P.K. Hwang

Napkin Math For On Demand Gpus

01/2023 - Phil

Have been thinking about the economics of cloud computing recently as I’ve played around with CUDA kernels on a personal GCP box.

Let’s say I wanted to buy GPUs and monetize them. I’d like to figure out how much I should rent them out for. Roughly speaking, I’d want to figure out how good of a business this is and compare my analysis with products offered by existing cloud providers.

One thing I would like to work out better is why different cloud providers are charging different rates for the same thing. A 40GB A100 costs $2.934/hr on GCP and $4.096/hr on AWS and $1.10/hr on Lambda Labs. Presumably all three of these cloud providers are paying relatively similar prices for their GPUs and yet they offer vastly different prices.

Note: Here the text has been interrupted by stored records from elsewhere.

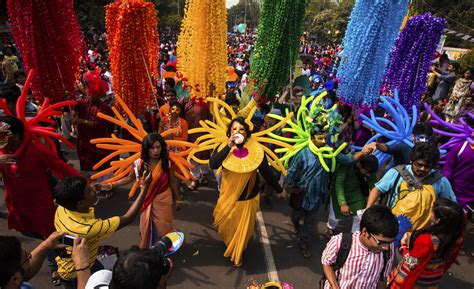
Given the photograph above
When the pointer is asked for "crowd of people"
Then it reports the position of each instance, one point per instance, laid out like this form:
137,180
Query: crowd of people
368,244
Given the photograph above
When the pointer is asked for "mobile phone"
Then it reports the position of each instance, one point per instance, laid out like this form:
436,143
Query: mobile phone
68,240
143,169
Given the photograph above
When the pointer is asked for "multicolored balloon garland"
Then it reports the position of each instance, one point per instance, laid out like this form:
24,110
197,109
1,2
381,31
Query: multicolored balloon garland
202,47
400,127
132,37
305,120
458,132
370,34
50,41
278,41
411,58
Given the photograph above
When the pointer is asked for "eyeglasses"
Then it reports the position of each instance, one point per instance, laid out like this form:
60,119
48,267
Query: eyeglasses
422,165
380,243
28,258
320,137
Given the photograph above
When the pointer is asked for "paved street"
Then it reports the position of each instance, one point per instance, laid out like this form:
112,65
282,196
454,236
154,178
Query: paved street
200,264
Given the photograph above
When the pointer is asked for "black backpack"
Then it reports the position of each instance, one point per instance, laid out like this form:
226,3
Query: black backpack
342,255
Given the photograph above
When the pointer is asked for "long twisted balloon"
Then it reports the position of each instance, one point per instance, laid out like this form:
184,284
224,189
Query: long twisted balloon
33,130
302,132
400,126
458,132
122,168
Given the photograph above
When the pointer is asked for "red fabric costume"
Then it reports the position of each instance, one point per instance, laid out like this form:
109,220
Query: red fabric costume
88,153
28,195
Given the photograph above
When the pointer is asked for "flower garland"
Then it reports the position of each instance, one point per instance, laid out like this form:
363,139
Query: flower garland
202,47
278,41
132,37
50,41
400,126
411,58
370,34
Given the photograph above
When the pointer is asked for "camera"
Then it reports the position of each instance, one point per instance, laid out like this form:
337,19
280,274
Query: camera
68,240
169,243
143,169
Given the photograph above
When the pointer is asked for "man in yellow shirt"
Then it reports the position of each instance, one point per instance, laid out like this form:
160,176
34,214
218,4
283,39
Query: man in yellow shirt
75,216
13,59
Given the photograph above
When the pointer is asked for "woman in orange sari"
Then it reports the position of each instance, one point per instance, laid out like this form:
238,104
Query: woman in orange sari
156,217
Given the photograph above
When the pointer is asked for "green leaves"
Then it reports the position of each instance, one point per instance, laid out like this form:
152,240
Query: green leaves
278,41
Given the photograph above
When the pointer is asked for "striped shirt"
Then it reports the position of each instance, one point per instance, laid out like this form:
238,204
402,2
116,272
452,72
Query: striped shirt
362,267
84,225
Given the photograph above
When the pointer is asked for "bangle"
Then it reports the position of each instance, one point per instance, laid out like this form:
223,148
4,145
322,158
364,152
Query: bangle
83,269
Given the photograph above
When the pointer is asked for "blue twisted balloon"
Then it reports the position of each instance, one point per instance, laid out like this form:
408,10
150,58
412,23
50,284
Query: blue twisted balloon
370,35
401,125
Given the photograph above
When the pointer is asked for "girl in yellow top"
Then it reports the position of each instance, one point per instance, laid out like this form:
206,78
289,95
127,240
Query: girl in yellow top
239,199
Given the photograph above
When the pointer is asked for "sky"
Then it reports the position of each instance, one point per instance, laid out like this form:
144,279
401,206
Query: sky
230,3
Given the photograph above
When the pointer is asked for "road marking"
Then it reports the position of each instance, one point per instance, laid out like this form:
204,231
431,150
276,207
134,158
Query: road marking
272,273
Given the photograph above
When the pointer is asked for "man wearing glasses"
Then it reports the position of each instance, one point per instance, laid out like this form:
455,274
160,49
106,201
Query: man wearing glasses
365,265
18,265
424,157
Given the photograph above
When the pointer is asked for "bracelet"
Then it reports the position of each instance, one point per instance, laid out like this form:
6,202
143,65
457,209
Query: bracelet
83,269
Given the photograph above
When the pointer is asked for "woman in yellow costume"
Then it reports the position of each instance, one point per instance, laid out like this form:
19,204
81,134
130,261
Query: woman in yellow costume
239,155
150,153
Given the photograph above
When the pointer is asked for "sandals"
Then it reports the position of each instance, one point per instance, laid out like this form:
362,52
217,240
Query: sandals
203,180
192,186
55,279
305,251
329,232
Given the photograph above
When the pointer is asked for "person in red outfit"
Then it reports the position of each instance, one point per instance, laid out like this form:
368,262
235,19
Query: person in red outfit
90,125
26,178
28,194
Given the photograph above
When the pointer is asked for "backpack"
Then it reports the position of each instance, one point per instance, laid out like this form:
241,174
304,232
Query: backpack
343,253
415,199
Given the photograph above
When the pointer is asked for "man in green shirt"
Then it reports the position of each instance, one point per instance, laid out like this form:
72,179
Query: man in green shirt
349,190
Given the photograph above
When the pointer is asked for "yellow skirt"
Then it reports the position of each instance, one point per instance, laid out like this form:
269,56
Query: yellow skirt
235,220
238,227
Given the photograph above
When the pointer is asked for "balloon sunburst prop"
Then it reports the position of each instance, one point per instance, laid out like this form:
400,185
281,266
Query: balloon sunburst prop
458,132
400,129
302,131
215,136
119,146
33,130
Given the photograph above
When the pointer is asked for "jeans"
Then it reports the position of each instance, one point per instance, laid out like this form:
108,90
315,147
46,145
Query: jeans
72,283
51,253
309,219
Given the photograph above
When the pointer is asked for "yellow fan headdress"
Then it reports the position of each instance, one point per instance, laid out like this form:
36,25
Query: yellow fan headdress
215,137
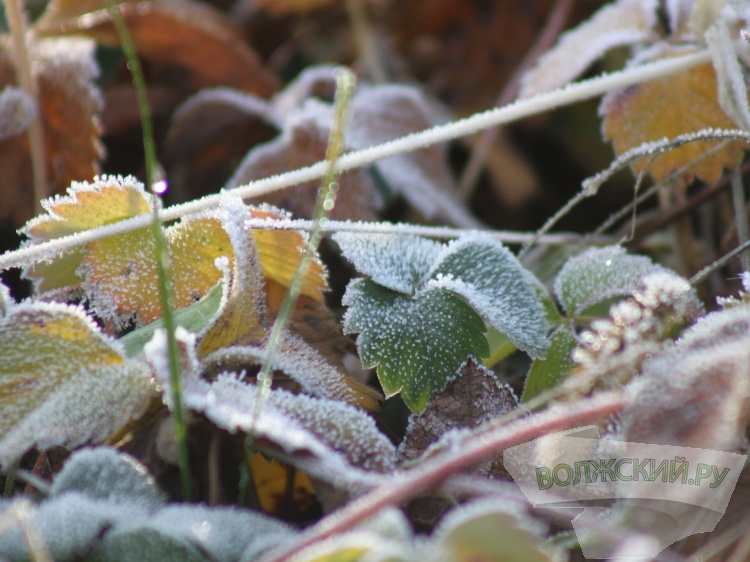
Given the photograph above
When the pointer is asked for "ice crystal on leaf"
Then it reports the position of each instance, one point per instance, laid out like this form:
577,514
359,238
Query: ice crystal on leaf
16,112
62,382
623,22
599,274
420,315
394,261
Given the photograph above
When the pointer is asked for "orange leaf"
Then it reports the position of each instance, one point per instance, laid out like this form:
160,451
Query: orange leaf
185,33
682,103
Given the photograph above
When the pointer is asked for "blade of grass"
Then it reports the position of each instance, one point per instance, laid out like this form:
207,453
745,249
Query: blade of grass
345,86
153,174
25,77
520,109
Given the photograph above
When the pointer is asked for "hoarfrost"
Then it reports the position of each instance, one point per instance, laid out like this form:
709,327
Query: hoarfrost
298,360
599,274
224,533
623,22
106,474
494,282
395,261
70,523
17,110
64,382
327,439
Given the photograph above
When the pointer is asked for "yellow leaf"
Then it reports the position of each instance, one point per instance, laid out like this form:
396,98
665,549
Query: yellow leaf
682,103
62,382
107,200
281,488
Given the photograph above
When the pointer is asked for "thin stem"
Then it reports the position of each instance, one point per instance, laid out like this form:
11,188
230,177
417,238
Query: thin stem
520,109
549,33
591,186
365,39
161,250
437,469
740,213
345,86
35,131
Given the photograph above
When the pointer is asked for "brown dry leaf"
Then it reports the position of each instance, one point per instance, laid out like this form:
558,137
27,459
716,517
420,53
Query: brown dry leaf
285,7
65,71
180,32
472,398
697,394
304,143
682,103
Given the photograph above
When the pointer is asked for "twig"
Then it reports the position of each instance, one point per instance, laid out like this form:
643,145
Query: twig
549,33
571,93
35,131
432,472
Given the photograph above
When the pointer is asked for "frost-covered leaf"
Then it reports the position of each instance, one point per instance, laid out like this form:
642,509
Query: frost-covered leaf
668,107
474,397
303,142
494,282
417,343
304,365
490,530
329,440
61,381
599,274
70,524
223,533
398,262
69,105
86,206
546,373
108,475
202,40
418,313
139,541
696,394
194,318
384,113
622,22
16,112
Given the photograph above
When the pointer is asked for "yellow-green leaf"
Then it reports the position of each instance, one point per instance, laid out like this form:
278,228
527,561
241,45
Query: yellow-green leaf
62,382
682,103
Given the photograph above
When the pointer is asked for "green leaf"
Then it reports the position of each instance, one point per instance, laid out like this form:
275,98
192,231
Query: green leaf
141,542
417,343
394,261
599,274
493,281
491,531
546,373
194,318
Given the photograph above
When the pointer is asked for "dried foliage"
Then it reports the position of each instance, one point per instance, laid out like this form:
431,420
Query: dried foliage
374,428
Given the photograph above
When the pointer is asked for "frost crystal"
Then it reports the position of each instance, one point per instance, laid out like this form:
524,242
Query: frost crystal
599,274
394,261
620,23
16,112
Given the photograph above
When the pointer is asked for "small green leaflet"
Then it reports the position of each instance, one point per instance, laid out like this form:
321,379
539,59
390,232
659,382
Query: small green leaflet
427,306
195,318
417,344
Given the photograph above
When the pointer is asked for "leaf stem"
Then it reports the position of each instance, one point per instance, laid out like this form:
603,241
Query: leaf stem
433,471
520,109
25,77
345,86
161,250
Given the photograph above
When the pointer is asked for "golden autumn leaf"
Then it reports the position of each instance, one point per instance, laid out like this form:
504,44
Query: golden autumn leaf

I should note that any calculation is very rough and there are many details I do not know firsthand like what AWS’s occupancy rate is or whether they linearly peg the on-demand price to the market price of the GPU. This is also not intended to be an investment pitch, I’m simply doing some envelope math and thinking about the implications of that math.

GPU Economics

For simplicity let’s examine the economics for if my business involves a single GPU.

Assumptions:

The cash flow I receive each year \(i\) is \(C_i=p_i\times l\times u=p_{i-1}\times (1-d)\times l\times u\) where \(l\) determines how much money we would rent out for that GPU for an entire year and and \(u\) is the fraction of the year the GPU is being used.

Note that we can calculate the IRR (internal rate of return) by solving \(p_0=\sum_{i=0}^T\frac{C_i}{(1+IRR)^i}.\) For simplicity I’ll assume that \(T=9\) (10 years total).

With substitution we can see \(p_0=\sum_{i=0}^T\frac{p_0(1-d)^ilu}{(1+IRR)^i}.\) One thing we should note is that based on this formulation our cash flows are geometrically dependent on the depreciation rate while they are linearly dependent on usage rate and our rental fee. In practice, there are probably some more complicated things going on (higher rental fee results in lower usage rate), but I’ll ignore that for now.

I’ll assume that the depreciation \(d\) is around .2. I roughly estimated this by comparing the release date starting price of a few GPUs with the current price. For example, in 2018 a 16GB Tesla V100 cost around $10,000. Currently it costs around 3800 on Amazon (around 22% depreciation per year).

Now using some basic Python I can calculate the IRR for different sets of variables.

If your target rate is low like \(l=1.25\) (like Lambda Labs) it would take 20% occupancy rate in order to achieve an IRR of 0%. An occupancy rate of 30% gives an IRR of 15%. An occupancy rate of 50% gives an IRR of 40%. An occupancy rate of 90% gives an IRR of 90%.

If you target rate is moderate like \(l=5\) (like AWS and GCP) it would take around a 5% occupancy rate in order to achieve an IRR of 0%. An occupancy rate of 10% gives an IRR of 28%. An occupancy rate of 30% gives an IRR of 128%. An occupancy rate of 50% gives an IRR of 228%.

We can see that for cheap pricing like Lambda Labs, assuming a 22% depreciation, the line between achieving a good return on investment and not is very thin. If the occupancy rate drops to 20%, then we are not making a return (and probably losing money from other expenditures). On the other hand, moderate pricing used by AWS and GCP requires a less than 5% occupancy rate to lose money. Furthermore, the IRR improves significantly as the occupancy rate increases.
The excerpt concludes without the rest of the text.